What the BBC and the CQC tell us about abuse of vulnerable patients
An undercover investigation by BBC Panorama (‘Undercover Hospital Abuse Scandal’ – 22 May 2019) revealed abuse of vulnerable patients at Whorlton Hall, an independent hospital for adults with learning disabilities and complex needs/autism. Whorlton Hall was was previously part of the Castlebeck Group (which also ran Winterbourne View) and the Danshell Group. In 2017 it received a ‘Good’ rating from its regulator, the Care Quality Commission (CQC), despite previous complaints.
Journalist Olivia Davies worked undercover for two months at Whorlton Hall. She found a culture of intimidation and threats of violence towards patients. ‘Paul’ was subjected to excessive restraint in retaliation for calling the police. Claire was restrained and taunted about her family. Another patient, Alex, was taunted and threatened by male care workers who knew about her fear of males, which a care worker described as ’pressing the man button’. According to experts this amounted to psychological torture. Some workers admitted to past violence against patients, and explained how to inflict pain unnoticed. Inappropriate behaviour and sexualised language were also used freely in front of patients. One manager told staff to ignore restraint guidelines and to falsify records. 16 staff have been suspended and the hospital has now closed. This shows how difficult it is eradicate abusive behaviours, and also the limits of CQC inspections.
This follows an interim report published by the CQC (21 May 2019) into the use of restraint, prolonged seclusion and segregation for people with a mental health problem, learning disability or autism [https://www.cqc.org.uk/sites/default/files/20190521b_rssinterimreport_full.pdf]. The CQC investigation – requested by the Secretary of State for Health and Social Care – only started in January but raised enough concerns to warrant an interim report.

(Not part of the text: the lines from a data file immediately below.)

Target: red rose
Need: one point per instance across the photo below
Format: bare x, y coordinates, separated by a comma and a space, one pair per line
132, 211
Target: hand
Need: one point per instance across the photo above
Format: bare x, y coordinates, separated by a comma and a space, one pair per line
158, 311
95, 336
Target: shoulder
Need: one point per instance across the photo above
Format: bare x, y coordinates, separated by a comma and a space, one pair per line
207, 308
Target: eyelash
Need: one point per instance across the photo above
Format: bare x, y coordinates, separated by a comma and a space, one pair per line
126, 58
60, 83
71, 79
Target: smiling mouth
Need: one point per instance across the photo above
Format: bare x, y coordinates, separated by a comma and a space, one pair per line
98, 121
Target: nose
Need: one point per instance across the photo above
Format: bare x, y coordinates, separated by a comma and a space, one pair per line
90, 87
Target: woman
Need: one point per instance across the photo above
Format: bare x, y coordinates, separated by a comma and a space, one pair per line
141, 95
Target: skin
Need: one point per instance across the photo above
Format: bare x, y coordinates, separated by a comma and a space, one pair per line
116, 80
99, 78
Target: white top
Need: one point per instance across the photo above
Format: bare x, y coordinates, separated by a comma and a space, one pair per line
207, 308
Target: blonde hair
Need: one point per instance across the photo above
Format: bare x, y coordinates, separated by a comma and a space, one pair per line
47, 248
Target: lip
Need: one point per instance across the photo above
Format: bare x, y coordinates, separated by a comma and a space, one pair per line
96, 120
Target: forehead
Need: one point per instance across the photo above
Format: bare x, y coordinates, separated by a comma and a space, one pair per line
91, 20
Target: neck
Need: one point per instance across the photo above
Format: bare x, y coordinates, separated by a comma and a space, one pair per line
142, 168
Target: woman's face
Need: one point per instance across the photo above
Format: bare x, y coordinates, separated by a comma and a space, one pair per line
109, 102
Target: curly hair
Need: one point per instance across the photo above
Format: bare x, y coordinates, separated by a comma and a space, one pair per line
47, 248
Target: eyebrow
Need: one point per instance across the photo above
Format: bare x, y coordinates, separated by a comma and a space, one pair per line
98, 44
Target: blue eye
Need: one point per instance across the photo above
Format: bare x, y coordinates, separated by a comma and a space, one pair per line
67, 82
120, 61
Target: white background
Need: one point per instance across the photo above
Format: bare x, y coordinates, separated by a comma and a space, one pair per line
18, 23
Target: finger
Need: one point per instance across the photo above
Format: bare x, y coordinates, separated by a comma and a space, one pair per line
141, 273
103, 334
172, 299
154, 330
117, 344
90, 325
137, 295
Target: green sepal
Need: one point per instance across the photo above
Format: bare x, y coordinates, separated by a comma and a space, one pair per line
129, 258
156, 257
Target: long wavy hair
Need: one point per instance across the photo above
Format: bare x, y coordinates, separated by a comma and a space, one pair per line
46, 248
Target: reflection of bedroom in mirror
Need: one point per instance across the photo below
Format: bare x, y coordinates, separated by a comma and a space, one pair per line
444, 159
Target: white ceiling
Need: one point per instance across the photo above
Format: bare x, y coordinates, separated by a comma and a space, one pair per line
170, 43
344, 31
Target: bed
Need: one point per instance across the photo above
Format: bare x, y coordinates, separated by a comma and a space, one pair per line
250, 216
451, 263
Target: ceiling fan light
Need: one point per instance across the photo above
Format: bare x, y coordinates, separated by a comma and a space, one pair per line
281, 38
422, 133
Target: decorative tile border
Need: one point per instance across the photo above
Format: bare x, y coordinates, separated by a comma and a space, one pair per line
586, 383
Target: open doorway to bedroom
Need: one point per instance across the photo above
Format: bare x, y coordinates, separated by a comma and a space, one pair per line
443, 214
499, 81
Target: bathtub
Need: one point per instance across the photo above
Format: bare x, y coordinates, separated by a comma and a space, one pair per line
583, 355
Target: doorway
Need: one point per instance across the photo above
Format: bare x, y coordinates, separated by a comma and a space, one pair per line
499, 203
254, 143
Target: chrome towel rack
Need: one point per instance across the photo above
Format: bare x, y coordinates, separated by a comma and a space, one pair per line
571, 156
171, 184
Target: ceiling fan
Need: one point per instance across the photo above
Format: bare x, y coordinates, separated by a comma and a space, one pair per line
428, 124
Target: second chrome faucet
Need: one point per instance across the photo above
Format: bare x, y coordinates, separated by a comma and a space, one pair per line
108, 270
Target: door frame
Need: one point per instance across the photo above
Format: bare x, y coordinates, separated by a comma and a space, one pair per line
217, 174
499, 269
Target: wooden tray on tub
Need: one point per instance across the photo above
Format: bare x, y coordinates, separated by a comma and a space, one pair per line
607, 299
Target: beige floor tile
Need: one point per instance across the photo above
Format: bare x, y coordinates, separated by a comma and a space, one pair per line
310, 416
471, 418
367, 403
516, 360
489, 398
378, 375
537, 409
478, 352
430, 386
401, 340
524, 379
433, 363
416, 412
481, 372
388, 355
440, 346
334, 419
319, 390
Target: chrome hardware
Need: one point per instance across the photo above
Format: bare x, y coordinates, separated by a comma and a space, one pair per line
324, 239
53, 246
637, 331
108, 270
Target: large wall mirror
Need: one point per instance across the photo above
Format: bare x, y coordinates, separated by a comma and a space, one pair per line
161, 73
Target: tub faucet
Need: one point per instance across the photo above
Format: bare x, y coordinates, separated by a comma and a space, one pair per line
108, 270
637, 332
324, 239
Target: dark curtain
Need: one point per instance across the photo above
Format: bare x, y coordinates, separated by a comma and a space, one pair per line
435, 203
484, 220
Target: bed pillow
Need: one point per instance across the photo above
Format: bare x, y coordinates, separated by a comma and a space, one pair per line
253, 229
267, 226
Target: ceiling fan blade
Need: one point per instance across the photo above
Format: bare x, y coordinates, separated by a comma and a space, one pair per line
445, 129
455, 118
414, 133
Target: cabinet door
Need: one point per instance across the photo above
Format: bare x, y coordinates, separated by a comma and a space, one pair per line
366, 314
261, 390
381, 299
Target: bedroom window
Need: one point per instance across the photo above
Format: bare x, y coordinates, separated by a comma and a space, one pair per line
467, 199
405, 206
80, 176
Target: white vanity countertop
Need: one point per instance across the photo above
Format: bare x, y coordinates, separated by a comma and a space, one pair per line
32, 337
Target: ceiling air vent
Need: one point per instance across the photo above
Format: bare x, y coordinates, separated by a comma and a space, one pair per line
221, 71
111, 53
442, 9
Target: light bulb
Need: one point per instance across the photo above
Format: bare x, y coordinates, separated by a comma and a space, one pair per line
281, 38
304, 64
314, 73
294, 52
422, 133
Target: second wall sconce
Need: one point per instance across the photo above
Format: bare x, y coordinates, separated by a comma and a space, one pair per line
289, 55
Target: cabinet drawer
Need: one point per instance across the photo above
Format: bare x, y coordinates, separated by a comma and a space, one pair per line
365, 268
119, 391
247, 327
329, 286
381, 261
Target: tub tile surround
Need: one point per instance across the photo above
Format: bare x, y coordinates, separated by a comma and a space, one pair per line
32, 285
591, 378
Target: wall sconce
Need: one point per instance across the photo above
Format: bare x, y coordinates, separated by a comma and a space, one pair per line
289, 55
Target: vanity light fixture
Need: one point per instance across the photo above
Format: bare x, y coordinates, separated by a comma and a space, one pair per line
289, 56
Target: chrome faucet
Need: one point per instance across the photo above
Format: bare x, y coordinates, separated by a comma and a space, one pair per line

89 providers identified 62 patients in long-term segregation. The CQC carried out 15 visits: 8 led to reports of concerns and 3 to safeguarding alerts. The CQC saw 39 patients (the youngest being 11), some of whom were only included because of the CQC – they had been ‘missed’ by their providers. 31 out of 39 patients had autism. For most of them, there was no effort at reintegration and a belief that their quality of life was better in segregation. They led highly restricted lives and were discharged late because of a lack of suitable community placement. Sadly, the report flagged well-known concerns about lack of staff trained in learning disabilities, the unsuitability of mental health wards for such patients and the excessive use of restraint or CCTV surveillance. According to the CQC, the system is ‘not fit for purpose’.
The investigation will now expand to more settings (low secure & rehabilitation mental health wards, and adult social care services) and will report in March 2020. In the meantime, the CQC makes five recommendations, which have all been accepted by the Secretary of State:
- Independent in-depth review over the next 12 months for each person in segregation on a ward for children and young people or for people with a learning disability and/or autism
- Expert group to consider key features of a better care system
- Urgent consideration to strengthen the system of safeguards
- All involved in providing, commissioning or assuring the quality of care of people in (or at risk of) segregation should consider the implication for the person’s human rights
- CQC to review and revise its approach to regulating and monitoring hospitals that use segregation
We have been here before. Many reports in the wake of the Winterbourne View scandal reached conclusions that were strikingly similar to those, earlier this month, of the CQC. All providers of care to vulnerable individuals need to review the standards delivered in their facilities as the spotlight is being shone by regulators and the government in this area, and appropriately so.